Quando a noite chega ele tem outra idéia. Abandona de vez os chinelos e adota uma prancheta de cortiça encontrada entre tantos utensílios dentro de seu guarda-roupa. A estratégia dá resultado. Na primeira abanada ele derruba três de uma só vez. Na segunda, não acerta em cheio, mas o deslocamento de ar provocado pelo seu movimento derruba mais quatro que ficam rodopiando no chão, tentando ganhar vôo. Não conseguem. São impiedosamente esmagadas por um pé. Desta vez ele não se cansa nem mesmo chega a transpirar. Com a nova investida algumas fêmeas pousam nas paredes. Elas se cansaram. Mas o homem, não. De posse novamente de seus chinelos, ele os arremessa. Os chinelos chocam-se contra a parede com violência e os estrondos soam como a explosão de uma bomba. Após a derrocada de muitas fêmeas, o homem se vê cara a cara com o que parece ser a rainha. A mais forte, a mais inteligente. E a maior, também. Ele tem a impressão de que esta surgiu, vinda de seu esconderijo, justamente para vingar as súditas derrotadas em feroz combate. Como um camicase, a fêmea-guerreira-rainha investe contra o homem. Ela ataca por todos os lados ao mesmo tempo, tamanha agilidade que possui. Ataca e recua... ataca e recua... Desta vez, o homem fica cansado. Deita na cama e espera. Acaba pegando no sono. Durante a madrugada acorda com um zumbido infernal a atormentá-lo. Levanta e acende a luz. Tenta acostumar os olhos à claridade e retorna para a cama. São quatro horas da manhã. Lá está ela. Perto da janela. Extremamente gorda e cheia de saúde. Satisfeita. Deve ter sugado muito sangue. Ainda deitado, ele estica o braço lentamente e pega um chinelo no chão. Arremessa. Não acerta. A rainha, percebendo o perigo, parte num vôo indeciso. Quase em câmera lenta. Ela pousa na parede do outro lado, perto dos livros na estante. O homem percebe que a oportunidade é esta. Levanta-se e caminha vagarosamente em sua direção. Com a mão aberta comprime aquela que foi sua última oponente. O sangue mancha a parede e a mão do homem, mas ele não se importa. Volta para a cama. Dormir e sonhar tranqüilamente é o que ele pensa.

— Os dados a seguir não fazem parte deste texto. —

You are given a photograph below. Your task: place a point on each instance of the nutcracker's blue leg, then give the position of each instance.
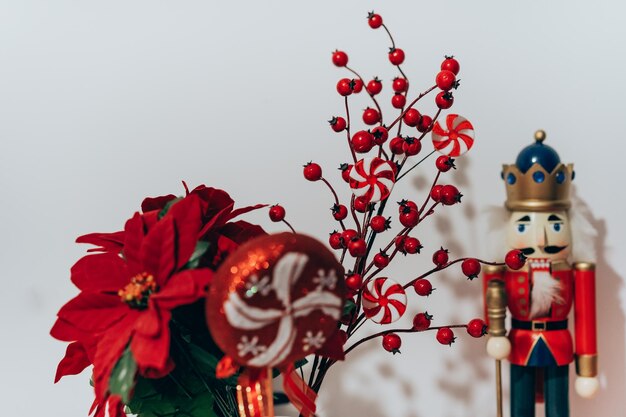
(556, 391)
(522, 391)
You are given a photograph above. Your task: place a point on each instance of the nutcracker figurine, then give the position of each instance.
(540, 296)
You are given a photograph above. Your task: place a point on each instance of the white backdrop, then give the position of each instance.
(102, 103)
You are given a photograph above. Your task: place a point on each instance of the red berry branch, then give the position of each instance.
(371, 296)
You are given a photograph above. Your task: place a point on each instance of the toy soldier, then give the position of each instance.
(540, 296)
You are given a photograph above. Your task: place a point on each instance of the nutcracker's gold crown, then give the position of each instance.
(538, 181)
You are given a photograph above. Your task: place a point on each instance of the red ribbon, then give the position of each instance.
(299, 393)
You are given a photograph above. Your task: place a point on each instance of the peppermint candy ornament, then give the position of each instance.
(384, 300)
(456, 138)
(372, 179)
(275, 300)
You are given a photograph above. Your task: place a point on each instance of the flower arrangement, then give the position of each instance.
(139, 318)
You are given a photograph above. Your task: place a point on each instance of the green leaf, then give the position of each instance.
(167, 207)
(201, 247)
(122, 378)
(348, 307)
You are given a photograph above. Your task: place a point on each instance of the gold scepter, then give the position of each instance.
(496, 313)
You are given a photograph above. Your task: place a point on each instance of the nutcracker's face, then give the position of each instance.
(540, 235)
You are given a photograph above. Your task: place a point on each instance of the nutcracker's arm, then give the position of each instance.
(585, 319)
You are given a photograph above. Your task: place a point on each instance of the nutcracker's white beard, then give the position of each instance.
(546, 290)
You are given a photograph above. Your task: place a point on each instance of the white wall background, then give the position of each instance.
(102, 103)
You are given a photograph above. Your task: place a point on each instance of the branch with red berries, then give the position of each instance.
(371, 178)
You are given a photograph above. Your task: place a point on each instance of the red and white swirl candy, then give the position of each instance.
(456, 138)
(372, 179)
(384, 300)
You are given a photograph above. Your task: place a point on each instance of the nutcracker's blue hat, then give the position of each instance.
(538, 181)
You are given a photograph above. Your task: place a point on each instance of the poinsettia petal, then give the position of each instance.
(74, 361)
(153, 352)
(183, 288)
(158, 250)
(109, 350)
(188, 222)
(106, 242)
(103, 272)
(156, 203)
(134, 232)
(241, 231)
(149, 322)
(92, 312)
(63, 330)
(244, 210)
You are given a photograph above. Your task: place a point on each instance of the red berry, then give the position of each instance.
(445, 336)
(340, 58)
(371, 116)
(444, 163)
(360, 204)
(425, 124)
(411, 146)
(406, 203)
(400, 85)
(435, 193)
(374, 20)
(444, 100)
(312, 171)
(347, 235)
(358, 85)
(380, 134)
(374, 86)
(400, 241)
(398, 100)
(446, 80)
(421, 321)
(409, 217)
(471, 268)
(335, 240)
(338, 123)
(345, 171)
(362, 141)
(357, 247)
(423, 287)
(412, 117)
(381, 260)
(450, 195)
(396, 56)
(345, 86)
(515, 259)
(412, 245)
(476, 328)
(379, 224)
(451, 64)
(396, 145)
(277, 213)
(340, 211)
(354, 282)
(392, 343)
(440, 258)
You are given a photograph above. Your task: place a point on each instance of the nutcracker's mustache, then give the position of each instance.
(547, 249)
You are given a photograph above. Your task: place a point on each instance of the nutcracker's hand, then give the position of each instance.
(587, 386)
(498, 347)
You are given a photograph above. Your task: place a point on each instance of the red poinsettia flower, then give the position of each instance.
(127, 300)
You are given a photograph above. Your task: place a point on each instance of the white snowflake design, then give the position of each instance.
(324, 281)
(311, 341)
(255, 285)
(249, 346)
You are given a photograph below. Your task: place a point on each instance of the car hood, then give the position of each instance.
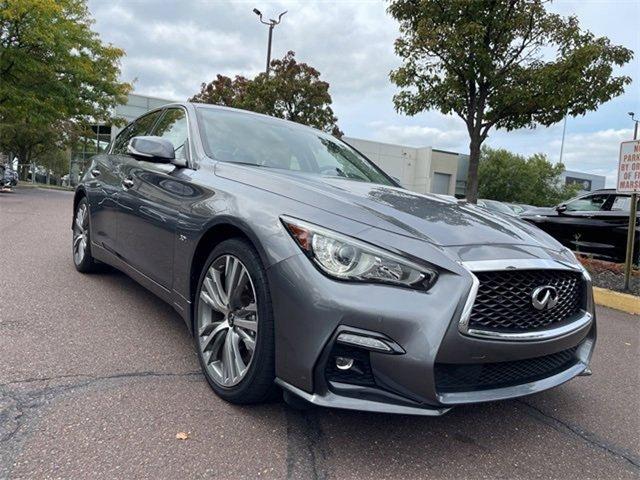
(440, 221)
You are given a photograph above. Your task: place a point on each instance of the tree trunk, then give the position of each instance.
(472, 175)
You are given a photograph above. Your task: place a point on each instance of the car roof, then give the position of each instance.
(209, 106)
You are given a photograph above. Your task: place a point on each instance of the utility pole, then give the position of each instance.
(564, 131)
(631, 231)
(272, 23)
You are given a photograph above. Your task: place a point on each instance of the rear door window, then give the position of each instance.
(621, 204)
(590, 203)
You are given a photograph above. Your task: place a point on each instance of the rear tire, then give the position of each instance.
(233, 324)
(81, 243)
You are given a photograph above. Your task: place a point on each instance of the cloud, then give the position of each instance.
(595, 152)
(174, 46)
(450, 134)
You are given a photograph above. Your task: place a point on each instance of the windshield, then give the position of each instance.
(238, 137)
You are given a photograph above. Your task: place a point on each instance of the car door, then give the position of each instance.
(614, 233)
(150, 201)
(582, 224)
(103, 187)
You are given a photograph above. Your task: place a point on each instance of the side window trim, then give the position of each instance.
(187, 143)
(135, 121)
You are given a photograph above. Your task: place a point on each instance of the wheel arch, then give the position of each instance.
(79, 195)
(223, 229)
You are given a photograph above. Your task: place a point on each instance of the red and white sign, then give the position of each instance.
(629, 167)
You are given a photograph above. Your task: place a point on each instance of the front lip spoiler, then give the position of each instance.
(460, 398)
(332, 400)
(547, 334)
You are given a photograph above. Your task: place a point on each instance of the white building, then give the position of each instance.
(588, 182)
(421, 169)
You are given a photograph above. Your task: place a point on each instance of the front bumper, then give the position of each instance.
(311, 310)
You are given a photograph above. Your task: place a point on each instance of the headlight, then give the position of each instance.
(349, 259)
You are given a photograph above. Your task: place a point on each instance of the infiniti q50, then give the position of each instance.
(296, 263)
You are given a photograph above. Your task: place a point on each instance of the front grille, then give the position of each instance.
(483, 376)
(504, 303)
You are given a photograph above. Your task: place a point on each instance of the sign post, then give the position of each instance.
(629, 182)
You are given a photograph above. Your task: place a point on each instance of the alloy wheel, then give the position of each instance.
(227, 320)
(80, 234)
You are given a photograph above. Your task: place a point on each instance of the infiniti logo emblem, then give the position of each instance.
(544, 298)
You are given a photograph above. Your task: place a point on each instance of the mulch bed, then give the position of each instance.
(610, 275)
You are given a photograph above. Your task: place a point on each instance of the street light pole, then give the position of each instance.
(271, 23)
(631, 231)
(564, 132)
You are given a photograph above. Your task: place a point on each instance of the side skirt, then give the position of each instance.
(173, 298)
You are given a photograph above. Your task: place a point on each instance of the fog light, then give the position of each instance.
(344, 363)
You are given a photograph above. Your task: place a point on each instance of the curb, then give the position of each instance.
(619, 301)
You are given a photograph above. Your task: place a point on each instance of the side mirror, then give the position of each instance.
(151, 149)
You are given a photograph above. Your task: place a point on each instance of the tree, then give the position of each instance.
(292, 91)
(57, 75)
(508, 177)
(484, 61)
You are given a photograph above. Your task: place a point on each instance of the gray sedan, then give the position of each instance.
(297, 263)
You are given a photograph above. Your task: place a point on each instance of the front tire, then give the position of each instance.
(81, 245)
(233, 325)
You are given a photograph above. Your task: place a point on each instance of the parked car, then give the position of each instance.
(596, 223)
(296, 262)
(495, 206)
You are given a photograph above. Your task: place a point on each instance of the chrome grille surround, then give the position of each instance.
(479, 320)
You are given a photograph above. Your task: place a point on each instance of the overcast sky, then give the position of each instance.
(174, 46)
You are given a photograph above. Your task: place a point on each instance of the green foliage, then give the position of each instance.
(500, 63)
(292, 91)
(509, 177)
(57, 75)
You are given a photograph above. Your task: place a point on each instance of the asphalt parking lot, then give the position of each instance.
(97, 377)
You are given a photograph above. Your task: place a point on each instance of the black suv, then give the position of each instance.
(595, 223)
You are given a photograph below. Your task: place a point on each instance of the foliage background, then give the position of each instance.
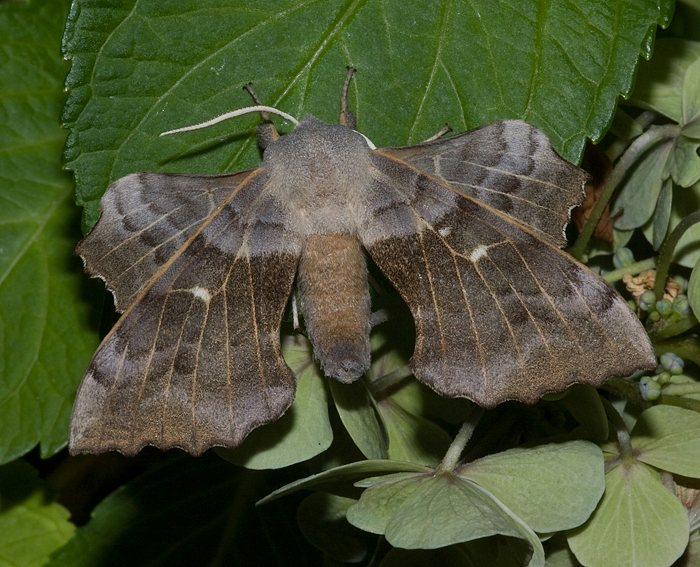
(137, 68)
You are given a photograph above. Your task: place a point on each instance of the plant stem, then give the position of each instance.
(635, 268)
(666, 253)
(682, 389)
(636, 150)
(451, 458)
(624, 441)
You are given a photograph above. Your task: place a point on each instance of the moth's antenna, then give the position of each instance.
(234, 114)
(346, 117)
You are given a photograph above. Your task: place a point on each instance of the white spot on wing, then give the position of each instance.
(478, 253)
(201, 293)
(370, 143)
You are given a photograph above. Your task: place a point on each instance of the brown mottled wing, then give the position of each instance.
(500, 313)
(146, 217)
(509, 165)
(195, 360)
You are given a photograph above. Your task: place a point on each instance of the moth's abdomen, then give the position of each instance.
(335, 303)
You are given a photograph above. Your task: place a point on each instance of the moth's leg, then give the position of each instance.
(267, 133)
(346, 118)
(439, 134)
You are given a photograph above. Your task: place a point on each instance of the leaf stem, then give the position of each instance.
(635, 268)
(666, 252)
(682, 389)
(454, 452)
(635, 151)
(622, 434)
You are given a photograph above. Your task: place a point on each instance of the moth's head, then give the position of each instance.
(315, 150)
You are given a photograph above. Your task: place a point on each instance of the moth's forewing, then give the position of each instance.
(195, 360)
(510, 166)
(146, 218)
(500, 313)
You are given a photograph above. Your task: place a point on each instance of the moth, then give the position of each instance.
(468, 229)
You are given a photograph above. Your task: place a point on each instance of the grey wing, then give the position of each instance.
(509, 165)
(145, 219)
(195, 360)
(500, 314)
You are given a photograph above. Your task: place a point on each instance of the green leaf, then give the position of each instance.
(412, 438)
(426, 511)
(640, 191)
(660, 84)
(32, 525)
(691, 100)
(359, 415)
(668, 438)
(685, 202)
(175, 515)
(343, 475)
(534, 482)
(496, 551)
(638, 522)
(684, 162)
(694, 290)
(46, 335)
(322, 520)
(135, 73)
(304, 431)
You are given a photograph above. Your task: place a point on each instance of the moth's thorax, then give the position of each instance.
(317, 170)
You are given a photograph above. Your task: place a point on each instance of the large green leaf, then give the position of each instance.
(419, 511)
(46, 338)
(31, 523)
(639, 522)
(142, 68)
(668, 438)
(534, 482)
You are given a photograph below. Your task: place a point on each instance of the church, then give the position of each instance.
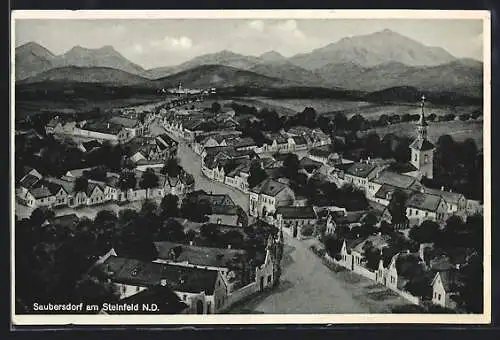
(422, 150)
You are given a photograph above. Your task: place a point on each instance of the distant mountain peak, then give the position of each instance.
(272, 56)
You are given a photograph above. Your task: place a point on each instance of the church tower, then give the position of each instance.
(422, 150)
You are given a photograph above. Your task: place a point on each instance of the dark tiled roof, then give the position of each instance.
(394, 179)
(149, 274)
(93, 144)
(296, 212)
(167, 301)
(124, 121)
(269, 187)
(423, 201)
(360, 169)
(68, 221)
(422, 145)
(28, 181)
(200, 256)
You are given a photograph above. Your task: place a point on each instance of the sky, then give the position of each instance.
(163, 42)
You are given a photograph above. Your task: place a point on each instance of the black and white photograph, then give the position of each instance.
(207, 167)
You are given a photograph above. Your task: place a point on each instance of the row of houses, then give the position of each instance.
(117, 129)
(203, 278)
(35, 191)
(440, 274)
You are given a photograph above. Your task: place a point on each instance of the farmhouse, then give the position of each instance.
(421, 206)
(267, 196)
(203, 290)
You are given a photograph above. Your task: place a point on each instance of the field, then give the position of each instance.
(24, 108)
(350, 108)
(457, 129)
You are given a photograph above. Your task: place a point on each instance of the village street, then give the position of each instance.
(307, 286)
(191, 162)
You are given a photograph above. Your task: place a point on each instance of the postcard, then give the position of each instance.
(250, 167)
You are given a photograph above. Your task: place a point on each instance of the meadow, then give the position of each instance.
(350, 108)
(457, 129)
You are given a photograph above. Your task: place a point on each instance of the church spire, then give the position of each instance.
(422, 123)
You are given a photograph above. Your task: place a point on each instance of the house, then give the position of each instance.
(165, 299)
(267, 196)
(232, 263)
(320, 154)
(391, 180)
(422, 206)
(224, 214)
(349, 219)
(68, 221)
(133, 126)
(295, 218)
(95, 193)
(203, 290)
(445, 286)
(89, 146)
(456, 203)
(358, 174)
(401, 269)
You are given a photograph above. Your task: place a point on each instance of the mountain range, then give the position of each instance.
(370, 62)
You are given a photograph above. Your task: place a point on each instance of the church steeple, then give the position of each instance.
(422, 123)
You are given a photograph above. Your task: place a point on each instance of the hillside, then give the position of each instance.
(105, 56)
(75, 74)
(219, 76)
(463, 77)
(31, 59)
(374, 49)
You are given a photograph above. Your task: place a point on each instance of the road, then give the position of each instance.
(307, 286)
(191, 162)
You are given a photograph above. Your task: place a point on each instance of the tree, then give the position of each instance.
(216, 107)
(81, 184)
(169, 206)
(397, 207)
(257, 174)
(149, 180)
(426, 232)
(127, 180)
(291, 165)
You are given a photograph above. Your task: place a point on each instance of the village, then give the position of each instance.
(207, 202)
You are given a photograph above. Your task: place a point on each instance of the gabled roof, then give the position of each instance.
(124, 121)
(423, 201)
(422, 145)
(28, 181)
(448, 196)
(269, 187)
(360, 169)
(201, 256)
(306, 212)
(68, 221)
(394, 179)
(149, 274)
(167, 301)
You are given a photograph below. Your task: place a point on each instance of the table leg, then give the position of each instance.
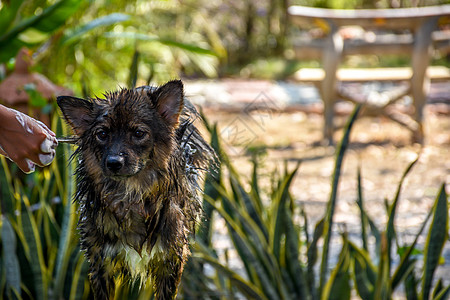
(331, 59)
(419, 80)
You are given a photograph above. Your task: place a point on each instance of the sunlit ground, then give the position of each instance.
(381, 147)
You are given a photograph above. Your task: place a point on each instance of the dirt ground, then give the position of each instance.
(381, 147)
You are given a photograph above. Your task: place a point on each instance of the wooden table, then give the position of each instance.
(419, 23)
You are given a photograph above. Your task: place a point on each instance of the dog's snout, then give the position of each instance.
(115, 162)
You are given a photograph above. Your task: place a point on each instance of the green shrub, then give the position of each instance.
(281, 259)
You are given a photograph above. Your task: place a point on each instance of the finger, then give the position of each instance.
(46, 128)
(26, 165)
(46, 159)
(48, 145)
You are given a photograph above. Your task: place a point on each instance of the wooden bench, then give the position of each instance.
(412, 31)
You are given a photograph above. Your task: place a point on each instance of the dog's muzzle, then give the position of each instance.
(115, 163)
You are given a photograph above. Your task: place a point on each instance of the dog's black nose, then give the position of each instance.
(114, 163)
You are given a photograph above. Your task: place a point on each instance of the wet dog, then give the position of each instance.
(140, 162)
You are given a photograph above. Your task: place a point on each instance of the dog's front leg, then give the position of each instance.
(102, 283)
(166, 275)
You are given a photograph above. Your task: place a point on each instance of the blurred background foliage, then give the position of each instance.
(92, 46)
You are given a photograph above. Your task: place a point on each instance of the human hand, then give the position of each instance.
(26, 141)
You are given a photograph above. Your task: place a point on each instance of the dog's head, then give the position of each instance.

Seis horas da manhã. O despertador soa. O homem acorda e se apronta para ir ao trabalho. Não dormira quase nada nestes três dias. Ele observa o estrago que fizera em seu quarto. O fim de uma guerra. Como um caçador que exibe a cabeça de suas presas, ele tem agora as marcas de chineladas, sangue e restos de pernilongos enfeitando as paredes brancas.